When this is over...
The words always stick in your throat, offered up like a promise, and you can see the regret in his eyes, even as he leans down and kisses your cheek, the smell of incense and Potions overwhelming.
I know, comes the eternal response, as the two of you drift apart once more, a know-it-all bookworm in red and gold and splendour, and a dour, greasy-haired Potions Master, a spy in silver and green and treachery.
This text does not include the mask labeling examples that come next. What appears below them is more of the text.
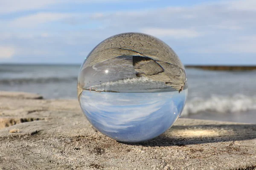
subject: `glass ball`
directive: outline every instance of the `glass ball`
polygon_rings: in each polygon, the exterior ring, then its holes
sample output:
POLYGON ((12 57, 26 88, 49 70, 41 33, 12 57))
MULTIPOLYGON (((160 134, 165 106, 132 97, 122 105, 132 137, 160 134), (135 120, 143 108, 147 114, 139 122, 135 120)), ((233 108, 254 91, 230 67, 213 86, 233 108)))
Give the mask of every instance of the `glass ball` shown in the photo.
POLYGON ((77 91, 95 128, 117 141, 139 142, 160 135, 177 120, 186 102, 187 78, 167 44, 148 35, 124 33, 90 53, 77 91))

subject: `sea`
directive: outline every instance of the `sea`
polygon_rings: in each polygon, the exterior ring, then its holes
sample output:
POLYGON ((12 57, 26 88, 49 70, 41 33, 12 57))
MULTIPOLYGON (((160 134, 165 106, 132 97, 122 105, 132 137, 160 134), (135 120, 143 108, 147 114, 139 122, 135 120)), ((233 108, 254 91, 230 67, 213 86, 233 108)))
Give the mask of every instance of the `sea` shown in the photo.
MULTIPOLYGON (((80 66, 0 64, 0 91, 77 99, 80 66)), ((188 95, 181 117, 256 124, 256 71, 186 71, 188 95)))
He's innocent, you insist, stubborn as always, to your hot-headed friends, to the boy who will save you all, and the boy who exists to plague you. They regard you with gimlet eyes, untrusting glares, but they don't know him like you do, now do they? They don't know the gentle grasp of his fingers on a Potions vial or stirring rod, the way his voice rolls over you like thunder and poetry. His honour, wrapped around him like a billowing black cloak. The honour that refuses to let him touch you until you are eighteen and away from Hogwarts, if the war gives either of you the chance. The long hours of detention spent in his quarters, writing extra assignments or skinning unpleasant things just for the warmth of his touch on your shoulders and the way his breath curls around your ear as he whispers the next step. You pick his brain at every opportunity, fascinated. It is you he turns to when the grief becomes too much, although the only reason you know he's even crying is the dampness of his eyelashes against the hollow of your neck.
When this is over, I will come to you, he tells you, and you echo, caught between the fiercest longing you have ever known, and the duties of a war you are too young to be so dedicated to. But you never had a choice anyway, did you?
Voldemort falls and he almost does, and you've never been so bereft as in the moments you realise he's been bitten by Nagini. It's Harry who shoves you aside, who administers the first aid you can't, and you can't understand.
He wakes up in the Hospital Wing six days later, and you're by his bedside (as always, it's not like you've left, no matter what everyone else says), and all you can say, your voice wobbly is, It's over.